Okay, so I haven't written in a while. And when I have written it has been random at best. I need to change that. I seem to have a lot to say, and no one to really tell it to... so out into cyberspace it should go.
FIrst I will start with a funny story. Last weekend we were at the mall, parking the beast when Bubba looks up at the building and starts reading out the letters: "F - O - L - E - Y - S, mommy that spells DVD", not quite honey, but thanks for playing. Serious, home schooling for him is going to be interesting (here we come kindergarten in September, yikes).
Boy it will be a trip when both Bobcat and Bubba are in home school. It can be frustrating to keep Bobcat's focus for just a short time, but both of them sitting there... looking at each other... I see beer in my future (of course after hubby is home in the evenings).
So life a year and half post adoption... life is crazy. Laundry is a never ending battle, especially when the machines that are to do the work are not always in the best working order... we never seem to have food... three boys can eat thru a grocery list in no time... and the things I have to consider everyday is a list that seems impossible to keep up with. And the boys moods, it is so hard to know if they are fussy because they don't feel good, tired, going thru a growth spurt, or just being a little pain in the bottom to get under my skin. And when they are happy, world look out because it is full steam ahead, especially with Austin. Man, that kid is just never ending sometimes.
On marriage, you know it is a great marriage getting better everyday. We really seem to be ironing out the kinks in this whole thing, but when a pebble is in the path it really frustrating and hard to get over. Why, I guess the better you get and the bigger things are behind you... that is the time you start having to work on the little things. All in all I know that this is a good sign, just sometimes it is a thorn in my side.

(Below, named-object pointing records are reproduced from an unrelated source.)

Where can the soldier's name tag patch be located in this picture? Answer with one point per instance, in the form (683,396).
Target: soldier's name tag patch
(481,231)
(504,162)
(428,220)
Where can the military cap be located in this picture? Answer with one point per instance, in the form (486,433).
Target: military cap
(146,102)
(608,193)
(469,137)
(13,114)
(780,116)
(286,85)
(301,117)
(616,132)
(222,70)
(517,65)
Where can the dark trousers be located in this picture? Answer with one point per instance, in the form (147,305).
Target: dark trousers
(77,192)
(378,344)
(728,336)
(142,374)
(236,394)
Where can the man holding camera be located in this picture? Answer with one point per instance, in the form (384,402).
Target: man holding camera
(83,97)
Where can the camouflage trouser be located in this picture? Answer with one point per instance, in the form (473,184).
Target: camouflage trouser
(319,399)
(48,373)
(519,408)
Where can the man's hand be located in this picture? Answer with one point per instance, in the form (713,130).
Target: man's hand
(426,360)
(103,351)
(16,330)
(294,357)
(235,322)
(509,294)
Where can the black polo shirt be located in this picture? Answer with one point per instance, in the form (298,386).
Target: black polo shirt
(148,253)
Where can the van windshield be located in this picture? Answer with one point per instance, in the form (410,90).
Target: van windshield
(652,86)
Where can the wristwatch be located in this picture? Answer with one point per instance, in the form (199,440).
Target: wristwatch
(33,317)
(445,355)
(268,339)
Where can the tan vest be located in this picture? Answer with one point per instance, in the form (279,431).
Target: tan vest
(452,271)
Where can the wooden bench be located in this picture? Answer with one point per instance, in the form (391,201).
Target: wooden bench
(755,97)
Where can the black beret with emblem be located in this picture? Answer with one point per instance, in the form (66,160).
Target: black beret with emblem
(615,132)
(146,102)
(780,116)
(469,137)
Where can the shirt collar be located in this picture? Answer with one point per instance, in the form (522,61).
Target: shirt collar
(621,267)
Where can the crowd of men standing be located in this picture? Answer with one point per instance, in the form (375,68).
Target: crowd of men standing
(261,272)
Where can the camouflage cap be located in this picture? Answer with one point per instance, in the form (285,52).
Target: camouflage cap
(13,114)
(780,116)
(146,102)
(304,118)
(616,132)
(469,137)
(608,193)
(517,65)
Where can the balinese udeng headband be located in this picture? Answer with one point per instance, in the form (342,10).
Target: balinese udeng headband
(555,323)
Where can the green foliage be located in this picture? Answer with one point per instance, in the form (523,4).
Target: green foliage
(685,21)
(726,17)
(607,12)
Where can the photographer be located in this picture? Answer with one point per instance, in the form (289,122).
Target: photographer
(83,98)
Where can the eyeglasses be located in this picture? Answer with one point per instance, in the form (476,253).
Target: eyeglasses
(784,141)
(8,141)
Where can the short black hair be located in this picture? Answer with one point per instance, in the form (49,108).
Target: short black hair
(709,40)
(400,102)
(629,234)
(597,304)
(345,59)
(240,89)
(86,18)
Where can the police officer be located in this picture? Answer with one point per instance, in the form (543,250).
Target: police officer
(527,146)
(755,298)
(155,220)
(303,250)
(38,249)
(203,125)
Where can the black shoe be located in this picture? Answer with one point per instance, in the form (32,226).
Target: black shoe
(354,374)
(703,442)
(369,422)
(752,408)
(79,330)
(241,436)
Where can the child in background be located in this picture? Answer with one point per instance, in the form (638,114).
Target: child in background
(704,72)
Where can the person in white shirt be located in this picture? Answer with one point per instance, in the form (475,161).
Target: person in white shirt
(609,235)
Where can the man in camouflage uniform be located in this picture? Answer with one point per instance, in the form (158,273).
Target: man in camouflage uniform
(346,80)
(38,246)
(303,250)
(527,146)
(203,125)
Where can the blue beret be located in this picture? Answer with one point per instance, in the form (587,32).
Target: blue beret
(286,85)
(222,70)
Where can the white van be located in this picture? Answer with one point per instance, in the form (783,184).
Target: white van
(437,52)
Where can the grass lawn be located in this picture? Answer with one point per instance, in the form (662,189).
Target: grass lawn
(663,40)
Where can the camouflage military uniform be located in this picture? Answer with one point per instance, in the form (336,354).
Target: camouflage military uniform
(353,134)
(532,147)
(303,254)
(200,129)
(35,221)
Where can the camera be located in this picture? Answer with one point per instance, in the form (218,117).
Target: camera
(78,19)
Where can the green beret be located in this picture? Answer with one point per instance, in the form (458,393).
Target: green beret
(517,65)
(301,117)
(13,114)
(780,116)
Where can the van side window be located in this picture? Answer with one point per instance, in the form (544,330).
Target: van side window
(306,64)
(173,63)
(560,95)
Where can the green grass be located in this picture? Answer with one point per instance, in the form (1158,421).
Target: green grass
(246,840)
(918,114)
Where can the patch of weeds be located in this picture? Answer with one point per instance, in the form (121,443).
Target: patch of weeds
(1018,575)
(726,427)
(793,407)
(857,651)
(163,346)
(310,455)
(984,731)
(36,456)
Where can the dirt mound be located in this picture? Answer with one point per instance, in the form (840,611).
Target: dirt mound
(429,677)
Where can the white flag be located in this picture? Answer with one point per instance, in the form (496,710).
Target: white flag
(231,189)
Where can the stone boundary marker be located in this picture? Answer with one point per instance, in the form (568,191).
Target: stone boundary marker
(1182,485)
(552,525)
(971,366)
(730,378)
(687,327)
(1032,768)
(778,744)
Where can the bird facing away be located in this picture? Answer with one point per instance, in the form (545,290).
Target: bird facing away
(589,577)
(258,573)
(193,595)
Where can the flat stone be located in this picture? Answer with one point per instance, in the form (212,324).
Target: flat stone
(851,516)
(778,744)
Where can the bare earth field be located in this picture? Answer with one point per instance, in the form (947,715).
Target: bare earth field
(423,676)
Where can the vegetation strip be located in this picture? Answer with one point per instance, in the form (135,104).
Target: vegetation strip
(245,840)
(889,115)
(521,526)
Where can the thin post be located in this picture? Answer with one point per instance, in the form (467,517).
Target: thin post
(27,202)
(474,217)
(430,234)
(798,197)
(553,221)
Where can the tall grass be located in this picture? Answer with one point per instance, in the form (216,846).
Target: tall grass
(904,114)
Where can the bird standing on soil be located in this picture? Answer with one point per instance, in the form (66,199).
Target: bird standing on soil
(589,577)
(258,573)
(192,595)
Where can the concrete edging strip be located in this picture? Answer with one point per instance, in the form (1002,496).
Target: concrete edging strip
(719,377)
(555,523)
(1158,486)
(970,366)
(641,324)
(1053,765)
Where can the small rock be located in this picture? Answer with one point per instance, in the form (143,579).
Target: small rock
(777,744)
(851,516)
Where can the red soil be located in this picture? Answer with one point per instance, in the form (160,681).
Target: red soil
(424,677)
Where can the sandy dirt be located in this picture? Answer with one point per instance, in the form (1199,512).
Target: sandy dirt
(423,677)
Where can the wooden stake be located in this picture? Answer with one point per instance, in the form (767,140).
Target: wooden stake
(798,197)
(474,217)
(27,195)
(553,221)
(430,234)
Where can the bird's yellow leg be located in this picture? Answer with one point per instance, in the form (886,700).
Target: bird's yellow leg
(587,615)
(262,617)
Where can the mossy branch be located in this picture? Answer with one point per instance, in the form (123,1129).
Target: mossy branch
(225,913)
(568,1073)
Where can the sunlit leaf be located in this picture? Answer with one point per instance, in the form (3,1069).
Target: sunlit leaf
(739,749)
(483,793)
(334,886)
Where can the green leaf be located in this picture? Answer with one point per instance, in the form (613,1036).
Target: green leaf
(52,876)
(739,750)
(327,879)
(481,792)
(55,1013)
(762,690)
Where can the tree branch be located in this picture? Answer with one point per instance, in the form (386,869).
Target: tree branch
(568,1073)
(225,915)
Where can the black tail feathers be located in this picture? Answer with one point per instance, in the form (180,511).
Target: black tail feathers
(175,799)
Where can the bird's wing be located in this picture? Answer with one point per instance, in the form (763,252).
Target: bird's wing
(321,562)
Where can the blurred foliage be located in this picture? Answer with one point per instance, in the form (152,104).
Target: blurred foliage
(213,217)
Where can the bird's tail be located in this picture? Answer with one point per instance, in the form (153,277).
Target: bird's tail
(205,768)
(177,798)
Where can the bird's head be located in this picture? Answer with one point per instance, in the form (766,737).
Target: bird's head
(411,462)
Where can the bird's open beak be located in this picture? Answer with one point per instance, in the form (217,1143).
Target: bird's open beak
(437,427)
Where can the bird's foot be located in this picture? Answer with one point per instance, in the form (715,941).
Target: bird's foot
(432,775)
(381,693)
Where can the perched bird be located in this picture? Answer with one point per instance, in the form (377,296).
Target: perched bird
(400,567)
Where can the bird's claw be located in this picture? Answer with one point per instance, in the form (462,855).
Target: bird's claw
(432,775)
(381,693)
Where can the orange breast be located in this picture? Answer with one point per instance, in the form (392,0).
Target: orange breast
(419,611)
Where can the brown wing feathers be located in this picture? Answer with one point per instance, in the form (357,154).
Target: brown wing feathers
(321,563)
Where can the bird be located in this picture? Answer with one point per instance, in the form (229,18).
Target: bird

What is with all the staring. You know, every where I go with the boys I am always surround by eyes... they don't ever seem to just leave us alone. Sometimes I could just scream, there are times when you just want privacy and the looming eyes of every person you pass are just enough to send a person to the moon. Yes I get it, they don't look like me (or us when we are out as a whole family), but people... your kids don't always look like you. And for the last time, they are adopted! No they are not from some other country, born right here in the good old state of Texas... and since you keep staring, they are bi-racial that is why they have that beautiful brown skin. BUT STOP STARING... you aren't being inconspicuious... we all see you staring. OH and yes they are all brothers, no they are not triplets, and yes they are all mine! I'm starting to feel a little better.
Hmm, I really starting to feel better about life. So now I am going to promise to be more involved in this blog... because in the end I know that it will help me survive motherhood in a happier way... and there will be more material for my book (all mothers should write books, right).